Bahwa Apeng sudah/akan pulang diketahui dari surat yang dikirim ke Jaksa Agung. Girsang yang  mengumumkan surat Apeng itu ke media. Kemarin lusa.

Dari surat itu terlihat bahwa selama ini Apeng tidak tahu kalau dirinya dicari kejaksaan agung. Kata surat itu: tahunya baru tanggal 8 Agustus lalu. Itu pun dari media.
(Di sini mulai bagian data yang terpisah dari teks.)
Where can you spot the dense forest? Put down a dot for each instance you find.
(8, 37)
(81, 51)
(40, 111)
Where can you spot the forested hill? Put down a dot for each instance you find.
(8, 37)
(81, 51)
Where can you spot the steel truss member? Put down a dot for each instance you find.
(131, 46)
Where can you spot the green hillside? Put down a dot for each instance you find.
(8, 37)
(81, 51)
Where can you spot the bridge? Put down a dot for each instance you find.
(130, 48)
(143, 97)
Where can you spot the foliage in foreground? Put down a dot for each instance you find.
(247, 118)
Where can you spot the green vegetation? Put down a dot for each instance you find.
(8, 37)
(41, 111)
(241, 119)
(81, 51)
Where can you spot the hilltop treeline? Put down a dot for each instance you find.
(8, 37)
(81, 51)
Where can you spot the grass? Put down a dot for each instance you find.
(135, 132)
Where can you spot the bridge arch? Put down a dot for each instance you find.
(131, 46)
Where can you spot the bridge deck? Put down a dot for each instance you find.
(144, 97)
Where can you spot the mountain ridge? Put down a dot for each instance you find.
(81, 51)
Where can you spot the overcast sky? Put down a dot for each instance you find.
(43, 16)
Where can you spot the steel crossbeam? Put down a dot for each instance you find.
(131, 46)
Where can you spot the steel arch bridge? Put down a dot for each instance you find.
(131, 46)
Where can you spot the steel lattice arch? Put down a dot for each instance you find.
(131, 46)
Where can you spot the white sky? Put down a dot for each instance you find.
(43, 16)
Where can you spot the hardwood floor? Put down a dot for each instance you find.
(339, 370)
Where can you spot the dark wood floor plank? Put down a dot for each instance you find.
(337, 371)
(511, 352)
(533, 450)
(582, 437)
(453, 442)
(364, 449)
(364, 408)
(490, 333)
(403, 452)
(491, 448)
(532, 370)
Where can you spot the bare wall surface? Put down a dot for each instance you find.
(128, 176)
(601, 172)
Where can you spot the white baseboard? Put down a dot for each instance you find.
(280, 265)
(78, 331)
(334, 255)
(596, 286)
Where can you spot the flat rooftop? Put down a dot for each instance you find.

Bacalah sendiri surat itu:

 

Kepada Yth.

JAKSA AGUNG REPUBLIK INDONESIA Bpk.Prof.Dr.ST. Burhanuddin

Di Tempat

Dengan Hormat,

Saya mendapat informasi bahwa Kejaksaan Agung Republik Indonesia telah melakukan pemanggilan kepada diri saya selaku Tersangka melalui media pada hari Senin tanggal 8 Agustus 2022 untuk menghadap Kasubdit Tindak Pidana Korupsi dan Tindak Pidana Pencucian Uang pada Direktorat Penyidikan Jaksa Agung Muda Tindak Pidana Khusus hari Kamis tanggal 11 Agustus 2022 pukul 09.00 WIB.

Bahwa terkait dengan panggilan tersebut, saya mohon maaf yang sebesar-besar karena tidak bisa menghadirinya dikarenakan kondisi kesehatan saya saat ini yang belum memungkinkan, namun demikian saya berjanji dalam bulan Agustus 2022 ini, saya akan segera datang menghadap ke Kejaksaan dan siap mengikuti semua prosedur hukum yang ada.

Demikian dapat saya sampaikan, atas pengertiannya saya ucapkan terima kasih.

Hormat Saya,

SURYA DARMADI

Dari lembaran tersebut kita tidak tahu di mana surat itu ditulis. Di Singapura? Di Jakarta? Di Bangkok?

Yang jelas di situ disebutkan bahwa ia tidak tahu kalau harus menghadap tanggal 11 Agustus 2022. Ia masih sakit. Masih harus berobat. Ia menyatakan di bulan Agustus ini akan memenuhi panggilan itu. Ia akan kooperatif. Ia akan menjalani semua proses hukum yang harus dihadapi.

Belajangan, prestasi penegakan hukum terjadi beruntun. Peristiwa Duren Tiga terungkap. Buron Apeng pulang.